Golden State wygrali w nocy 21. spotkanie z rzędu. Wy - zachowując ton pół-żartem, pół-serio - gonicie ich serią 3-0.

- Dobra passa, co? Trochę nam jednak brakuje do mistrzów, choć przecież mamy w składzie Davida Curry'ego (Haitańczyk w tym momencie wskazuje ręką na będącego obok Davida Jelinka - przyp. red.)! To jest nasz snajper!

Każda drużyna potrzebuje skutecznej postawy centrów. Anwil cały czas czeka, aż ty ustabilizujesz swoją formę.

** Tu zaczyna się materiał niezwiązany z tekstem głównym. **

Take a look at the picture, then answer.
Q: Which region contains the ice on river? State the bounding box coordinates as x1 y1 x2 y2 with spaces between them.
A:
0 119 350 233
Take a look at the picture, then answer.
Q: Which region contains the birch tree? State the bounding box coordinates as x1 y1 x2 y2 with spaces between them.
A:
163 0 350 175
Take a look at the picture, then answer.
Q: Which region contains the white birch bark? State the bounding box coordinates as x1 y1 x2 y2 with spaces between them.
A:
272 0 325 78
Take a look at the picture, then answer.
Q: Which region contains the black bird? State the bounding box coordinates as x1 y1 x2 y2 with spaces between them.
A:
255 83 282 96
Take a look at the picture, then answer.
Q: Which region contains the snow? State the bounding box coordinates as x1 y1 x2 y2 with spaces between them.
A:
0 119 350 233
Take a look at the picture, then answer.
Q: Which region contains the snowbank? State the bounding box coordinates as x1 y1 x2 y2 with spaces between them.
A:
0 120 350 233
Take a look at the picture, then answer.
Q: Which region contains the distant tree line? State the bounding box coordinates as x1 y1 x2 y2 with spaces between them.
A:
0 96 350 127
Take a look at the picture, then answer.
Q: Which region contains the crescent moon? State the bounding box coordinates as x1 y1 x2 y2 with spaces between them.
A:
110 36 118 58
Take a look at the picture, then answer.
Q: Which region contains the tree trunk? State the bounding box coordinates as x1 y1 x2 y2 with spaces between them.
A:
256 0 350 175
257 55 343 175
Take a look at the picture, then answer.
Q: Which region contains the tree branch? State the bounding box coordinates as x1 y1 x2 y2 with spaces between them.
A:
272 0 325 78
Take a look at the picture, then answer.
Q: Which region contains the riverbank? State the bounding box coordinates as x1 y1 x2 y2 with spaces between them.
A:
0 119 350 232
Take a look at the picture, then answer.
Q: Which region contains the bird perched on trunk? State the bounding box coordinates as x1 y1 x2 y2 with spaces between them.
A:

- Ja też na to czekam! Wiesz, przyjechałem tutaj w trakcie sezonu i nagle musiałem zaadaptować się do wszystkiego: nowego systemu, nowych trenerów, zawodników. Potem moje ciało zanotowało lekki dołek, fizycznie czułem się słabo i teraz dopiero odzyskuję świeżość. Mam nadzieję na przełamanie i czuję, że tak chwila się zbliża. Myślę, że powoli dochodzę do właściwej formy i mam nadzieję, że zagram dobry mecz z Energą Czarnymi.

Gdziekolwiek grałeś wcześniej w karierze, byłeś postrachem dla rywali w walce na tablicach. Kibice z Włocławka cały czas czekają na twoje pierwsze double-double w sezonie.

- I ja też czekam. Ale trzeba zauważyć jedną rzecz: zdecydowanie łatwiej walczyć o zbiórki, gdy grasz np. 20, 25 czy prawie 30 minut. A gdy grasz 10 albo 15 - sprawa się nieco komplikuje. Oczywiście, nie oznacza to, że nie można zgarnąć 10 piłek w kwadrans, bo można, ale nie zdarza się to zbyt często. W Rosji grałem dużo, pamiętam takie spotkanie, w którym miałem aż 19 zbiórek. Ale wówczas przebywałem na parkiecie przez prawie trzy kwarty. W Anwilu stawiamy na nieco bardziej równe rozłożenie minut, choć liczę, że niedługo uda mi się zanotować pierwsze double-double i tym samym pomogę zespołowi.